Cela dit, c’est aussi dans JAZZ que j’ai pu lire, dans la même belle écriture manuscrite de Matisse, le texte suivant :

« Si je crois en Dieu ? Oui, quand je travaille. Quand je suis soumis et modeste, je me sens tellement aidé par quelqu’un qui me fait faire de choses qui me surpassent. Portant je ne me sens envers Lui aucune reconnaissance car c’est comme si je me trouvais devant un prestidigitateur dont je ne puis percer les tours. Je me trouve alors frustré du bénéfice de l’expérience qui devait être la récompense de mon effort. Je suis ingrat sans remords. »

Ingrat, sans remords ?

Est-ce que chacun de nous, lorsqu’il contemple ce que lui offre notre terre, lorsqu’il entrevoit ce que lui propose sa vie, ne serait pas « un ingrat sans remords » s’Il se contentait de se taire ?
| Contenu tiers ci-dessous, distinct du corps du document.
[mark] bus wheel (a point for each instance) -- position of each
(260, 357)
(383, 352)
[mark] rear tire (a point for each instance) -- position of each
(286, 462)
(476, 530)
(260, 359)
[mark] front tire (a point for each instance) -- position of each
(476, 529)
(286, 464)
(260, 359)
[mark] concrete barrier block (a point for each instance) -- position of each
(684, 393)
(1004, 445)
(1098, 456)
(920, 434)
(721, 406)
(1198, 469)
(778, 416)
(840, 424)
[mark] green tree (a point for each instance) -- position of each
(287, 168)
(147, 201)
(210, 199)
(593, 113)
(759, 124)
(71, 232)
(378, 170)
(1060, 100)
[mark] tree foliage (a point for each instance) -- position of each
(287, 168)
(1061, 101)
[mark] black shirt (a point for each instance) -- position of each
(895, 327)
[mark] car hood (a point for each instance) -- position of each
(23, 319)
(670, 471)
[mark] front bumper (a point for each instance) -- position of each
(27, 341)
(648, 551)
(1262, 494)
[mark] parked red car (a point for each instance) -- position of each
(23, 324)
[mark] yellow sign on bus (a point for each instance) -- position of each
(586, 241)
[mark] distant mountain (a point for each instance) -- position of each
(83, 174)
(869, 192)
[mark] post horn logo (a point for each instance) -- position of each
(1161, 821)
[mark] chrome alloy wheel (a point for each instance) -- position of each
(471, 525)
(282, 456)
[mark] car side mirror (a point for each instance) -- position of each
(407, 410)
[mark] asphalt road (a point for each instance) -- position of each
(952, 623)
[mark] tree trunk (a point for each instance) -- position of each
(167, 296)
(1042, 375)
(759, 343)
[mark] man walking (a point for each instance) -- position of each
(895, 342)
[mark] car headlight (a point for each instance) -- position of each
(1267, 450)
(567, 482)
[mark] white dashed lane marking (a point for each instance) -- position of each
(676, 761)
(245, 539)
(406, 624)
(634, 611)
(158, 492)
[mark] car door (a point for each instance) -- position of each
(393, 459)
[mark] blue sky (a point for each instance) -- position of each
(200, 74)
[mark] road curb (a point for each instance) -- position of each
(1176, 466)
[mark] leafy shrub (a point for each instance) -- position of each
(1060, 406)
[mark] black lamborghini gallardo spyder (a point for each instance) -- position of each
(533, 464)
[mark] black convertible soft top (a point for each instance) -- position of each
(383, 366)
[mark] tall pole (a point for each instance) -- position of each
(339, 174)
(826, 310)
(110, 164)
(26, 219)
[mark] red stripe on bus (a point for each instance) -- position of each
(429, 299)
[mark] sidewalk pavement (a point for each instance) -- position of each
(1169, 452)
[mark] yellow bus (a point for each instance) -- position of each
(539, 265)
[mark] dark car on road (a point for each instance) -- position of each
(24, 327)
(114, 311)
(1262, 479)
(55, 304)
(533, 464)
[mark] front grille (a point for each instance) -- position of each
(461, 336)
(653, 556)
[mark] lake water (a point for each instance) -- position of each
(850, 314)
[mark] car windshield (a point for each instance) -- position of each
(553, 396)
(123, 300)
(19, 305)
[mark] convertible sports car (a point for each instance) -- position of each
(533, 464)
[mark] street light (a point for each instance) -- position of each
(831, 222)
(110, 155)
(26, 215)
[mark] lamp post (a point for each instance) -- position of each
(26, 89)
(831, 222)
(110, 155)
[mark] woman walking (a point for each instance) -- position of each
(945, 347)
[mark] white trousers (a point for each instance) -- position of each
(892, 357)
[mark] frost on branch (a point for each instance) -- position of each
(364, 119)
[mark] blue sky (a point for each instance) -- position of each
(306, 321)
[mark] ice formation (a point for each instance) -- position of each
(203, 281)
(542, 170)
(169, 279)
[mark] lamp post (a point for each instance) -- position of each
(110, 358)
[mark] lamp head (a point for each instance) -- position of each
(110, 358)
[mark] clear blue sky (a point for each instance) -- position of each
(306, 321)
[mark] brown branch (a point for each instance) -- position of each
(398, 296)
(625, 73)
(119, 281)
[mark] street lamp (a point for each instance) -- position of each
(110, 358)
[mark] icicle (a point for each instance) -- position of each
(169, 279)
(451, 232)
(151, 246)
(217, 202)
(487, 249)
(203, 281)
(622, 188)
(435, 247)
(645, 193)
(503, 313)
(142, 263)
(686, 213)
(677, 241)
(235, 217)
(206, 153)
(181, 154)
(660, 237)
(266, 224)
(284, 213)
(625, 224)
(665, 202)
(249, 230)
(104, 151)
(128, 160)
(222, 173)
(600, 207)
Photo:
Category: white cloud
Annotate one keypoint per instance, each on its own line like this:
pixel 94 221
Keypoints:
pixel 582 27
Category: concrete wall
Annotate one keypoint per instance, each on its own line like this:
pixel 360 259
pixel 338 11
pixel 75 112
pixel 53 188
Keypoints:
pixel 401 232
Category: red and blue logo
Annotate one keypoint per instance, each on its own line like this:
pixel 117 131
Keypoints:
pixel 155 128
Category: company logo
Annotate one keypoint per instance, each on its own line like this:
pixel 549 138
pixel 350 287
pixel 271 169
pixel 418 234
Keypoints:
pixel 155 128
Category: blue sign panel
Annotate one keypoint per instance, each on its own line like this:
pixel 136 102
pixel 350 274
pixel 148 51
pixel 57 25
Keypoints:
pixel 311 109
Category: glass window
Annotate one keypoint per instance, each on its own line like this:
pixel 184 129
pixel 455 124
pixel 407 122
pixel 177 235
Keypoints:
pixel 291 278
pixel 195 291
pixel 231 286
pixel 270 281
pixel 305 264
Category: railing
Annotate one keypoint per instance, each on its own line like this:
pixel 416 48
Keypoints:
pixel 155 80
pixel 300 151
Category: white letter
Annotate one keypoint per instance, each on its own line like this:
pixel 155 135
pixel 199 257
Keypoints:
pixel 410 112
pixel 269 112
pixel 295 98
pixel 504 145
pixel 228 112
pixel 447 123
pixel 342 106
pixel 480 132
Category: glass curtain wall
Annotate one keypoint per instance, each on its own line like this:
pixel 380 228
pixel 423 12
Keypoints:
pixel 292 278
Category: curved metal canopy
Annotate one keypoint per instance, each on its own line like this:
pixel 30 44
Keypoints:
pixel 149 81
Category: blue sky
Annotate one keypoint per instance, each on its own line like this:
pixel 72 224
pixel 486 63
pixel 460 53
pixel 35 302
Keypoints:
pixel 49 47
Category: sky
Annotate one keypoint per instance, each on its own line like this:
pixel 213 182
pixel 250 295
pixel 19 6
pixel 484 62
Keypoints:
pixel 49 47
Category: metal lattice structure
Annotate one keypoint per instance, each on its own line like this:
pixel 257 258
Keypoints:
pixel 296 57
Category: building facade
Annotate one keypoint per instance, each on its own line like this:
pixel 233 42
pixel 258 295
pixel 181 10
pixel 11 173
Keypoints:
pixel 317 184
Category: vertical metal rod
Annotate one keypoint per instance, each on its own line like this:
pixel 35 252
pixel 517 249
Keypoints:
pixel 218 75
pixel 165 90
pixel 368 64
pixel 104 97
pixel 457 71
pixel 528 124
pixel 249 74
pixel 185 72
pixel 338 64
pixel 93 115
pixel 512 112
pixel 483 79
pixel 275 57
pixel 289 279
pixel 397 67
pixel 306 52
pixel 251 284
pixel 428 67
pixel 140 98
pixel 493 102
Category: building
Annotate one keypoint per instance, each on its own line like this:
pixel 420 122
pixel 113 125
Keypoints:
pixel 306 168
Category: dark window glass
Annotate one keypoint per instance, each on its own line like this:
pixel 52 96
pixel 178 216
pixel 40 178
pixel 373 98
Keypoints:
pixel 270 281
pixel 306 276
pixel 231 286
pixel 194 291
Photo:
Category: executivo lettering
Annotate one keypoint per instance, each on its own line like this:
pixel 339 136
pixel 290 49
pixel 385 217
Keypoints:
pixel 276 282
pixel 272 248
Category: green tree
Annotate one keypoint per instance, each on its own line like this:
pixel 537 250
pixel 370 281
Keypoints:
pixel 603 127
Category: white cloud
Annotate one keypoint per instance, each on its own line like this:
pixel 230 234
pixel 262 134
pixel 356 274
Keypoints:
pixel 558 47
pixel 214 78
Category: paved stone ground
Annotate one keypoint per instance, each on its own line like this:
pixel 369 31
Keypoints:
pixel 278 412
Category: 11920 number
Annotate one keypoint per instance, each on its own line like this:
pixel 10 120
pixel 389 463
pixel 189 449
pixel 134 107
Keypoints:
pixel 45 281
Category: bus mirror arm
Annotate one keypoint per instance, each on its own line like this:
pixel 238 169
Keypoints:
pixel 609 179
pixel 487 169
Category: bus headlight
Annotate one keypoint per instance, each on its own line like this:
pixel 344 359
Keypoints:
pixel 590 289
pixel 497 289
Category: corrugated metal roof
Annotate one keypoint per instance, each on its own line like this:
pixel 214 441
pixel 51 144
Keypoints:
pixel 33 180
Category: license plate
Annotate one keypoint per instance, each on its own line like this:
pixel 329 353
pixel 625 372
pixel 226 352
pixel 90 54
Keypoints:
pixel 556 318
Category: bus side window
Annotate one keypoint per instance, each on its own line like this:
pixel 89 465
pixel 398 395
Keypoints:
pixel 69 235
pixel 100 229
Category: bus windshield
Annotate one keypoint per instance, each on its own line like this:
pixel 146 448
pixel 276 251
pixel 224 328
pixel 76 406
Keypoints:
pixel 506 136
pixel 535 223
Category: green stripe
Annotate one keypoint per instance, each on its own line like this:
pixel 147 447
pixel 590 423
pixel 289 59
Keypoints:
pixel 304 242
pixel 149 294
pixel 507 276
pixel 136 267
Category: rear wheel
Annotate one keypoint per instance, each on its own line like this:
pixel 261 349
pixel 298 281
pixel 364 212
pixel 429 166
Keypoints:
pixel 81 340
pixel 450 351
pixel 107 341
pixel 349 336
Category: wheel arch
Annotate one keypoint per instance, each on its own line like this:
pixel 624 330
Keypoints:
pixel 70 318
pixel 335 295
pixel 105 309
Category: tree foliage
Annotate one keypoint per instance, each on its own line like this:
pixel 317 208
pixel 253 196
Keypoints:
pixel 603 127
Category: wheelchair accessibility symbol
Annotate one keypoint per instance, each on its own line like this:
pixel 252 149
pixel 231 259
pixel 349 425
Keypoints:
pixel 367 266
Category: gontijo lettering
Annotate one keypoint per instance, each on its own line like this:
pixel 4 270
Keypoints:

Car, dans cette beauté du monde, il est permis de voir une invitation à créer quelque chose : une image, un écrit, un enfant, une maison, un acte généreux, un mot d’amour…

Et j’ose penser que, pour chacun de nous, la création de quelque chose, quelle qu’elle soit, obtiendra une réponse.

Ces jours derniers, j’ai reçu du printemps une lumière qui m’a réchauffé le coeur.

Hier, j’ai vu rayonner l’image d‘une maman qui aime et qui est aimée.

Aujourd’hui, je relis les mots de Matisse sur l’AMOUR.

Et mon audace, je dois l’avouer, est un peu folle : j’ai envie de le suivre, avec « celui qui aime, court, vole et se réjouit. »

Pierre Marchou

2 Comments

  1. Bonjour Pierre,
    Ce bel article que vous m’avez adressé m’a tout de suite évoqué certains passages du livre de Christian Bobin dans « Le très bas ». Peut-être le connaissez-vous? si ce n’est pas le cas, voici quelques citations avec les n° de pages de l’édition de poche « Folio »:
    – Une mère ne représente rien en face de son enfant. Elle n’est pas en face de lui mais autour, dedans, dehors, partout. Elle tient l’enfant levé au bout des bras et elle le présente à la vie éternelle. Les mères ont Dieu en charge. C’est leur passion, leur unique occupation, leur perte et leur sacre à la fois. (page 24)
    – Être mère c’est un mystère absolu, un mystère qui ne compose avec rien, un absolu relatif à rien, une tâche impossible et pourtant remplie,, même par les mauvaises mères. (encore page 24)
    – Les mères n’ont pas de rang, pas de place. Elles naissent en même temps que leurs enfants. (page 25)
    – Il n’y a pas de plus grande sainteté que celle des mères épuisées par les couches à laver, la bouillie à réchauffer, le bain à donner. (encore page 25)

    Il y a bien d’autres citations que j’aimerais ajouter…mais j’espère que celles-ci vous donneront envie de lire (ou relire ?) ce merveilleux livre sur François d’Assise vu par C. Bobin.